Fig. 2 is a schematic diagram of a method for optimizing a virtual pointer of an RH850 liquid crystal instrument according to an embodiment of the present invention, and referring to fig. 2, in each VSync period, a GPU is used to draw a preset proportion of instrument elements in an instrument element window according to an embodiment of the present invention. It may be assumed that each frame of the meter element picture is divided equally into three portions, including 1/3 th portion, 2/3 th portion, and 3/3 th portion, and the GPU is set to draw one of the portions of one frame of the meter element picture within one VSync period.

On this basis, referring to fig. 2, step S2 may specifically include the following steps:

s21, during the first VSync cycle, the GPU draws the first frame of virtual pointer picture in the virtual pointer window, taking approximately 8ms of drawing time.
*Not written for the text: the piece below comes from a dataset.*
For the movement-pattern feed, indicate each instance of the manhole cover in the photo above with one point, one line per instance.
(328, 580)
S22, assuming that each frame of the instrument element picture is divided into three parts including a 1/3 part, a 2/3 part and a 3/3 part, setting the GPU to draw one part of the frame of the instrument element picture in one VSync period; after the virtual pointer of the first frame is drawn, drawing 1/3 th partial meter elements of the first frame in a meter element window through the GPU;

specifically, the screen refresh rate of the liquid crystal meter is set to 60HZ, that is, VSync interruption is generated every 16-17 ms, whereas for a meter with 1280 × 480 resolution, the drawing of the meter element needs about 22ms, so after the drawing of the virtual pointer of the first frame is completed, the GPU drawing target Buffer is set to the drawing Buffer of the meter element window, and only the drawing of the 1/3 element consumes about 8 ms.
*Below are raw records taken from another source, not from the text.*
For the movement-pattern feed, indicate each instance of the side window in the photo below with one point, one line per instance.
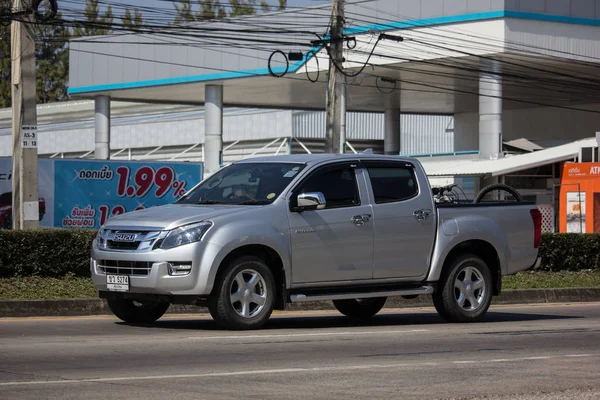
(338, 186)
(392, 184)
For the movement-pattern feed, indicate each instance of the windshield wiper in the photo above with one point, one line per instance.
(253, 202)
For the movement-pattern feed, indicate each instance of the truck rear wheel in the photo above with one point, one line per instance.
(465, 291)
(360, 308)
(244, 295)
(133, 311)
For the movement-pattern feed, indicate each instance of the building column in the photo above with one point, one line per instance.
(490, 111)
(213, 128)
(102, 127)
(391, 124)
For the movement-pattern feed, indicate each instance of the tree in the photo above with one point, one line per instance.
(52, 62)
(94, 24)
(5, 60)
(52, 58)
(130, 21)
(213, 9)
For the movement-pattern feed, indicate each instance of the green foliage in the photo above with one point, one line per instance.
(35, 287)
(5, 63)
(132, 21)
(94, 24)
(214, 9)
(45, 252)
(570, 251)
(52, 58)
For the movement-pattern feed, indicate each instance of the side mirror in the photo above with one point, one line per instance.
(311, 201)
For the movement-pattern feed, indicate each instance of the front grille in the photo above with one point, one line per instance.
(111, 244)
(136, 268)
In this embodiment, the rendering Buffer and display Buffer of the virtual pointer window are swapped each time a VSync interrupt is generated on the LCD after the first VSync cycle.

S23, in the second VSync period, drawing a second frame of virtual pointer picture in the virtual pointer window through the GPU, and simultaneously displaying a first frame of virtual pointer picture in the virtual pointer window; then drawing 2/3 th part of meter elements of the first frame in a meter element window through the GPU;

s24, during a third VSync cycle, drawing a third frame of virtual pointer picture in the virtual pointer window by the GPU while displaying a second frame of virtual pointer picture in the virtual pointer window, and then drawing a 3/3 th part of the meter elements of the first frame in the meter element window by the GPU.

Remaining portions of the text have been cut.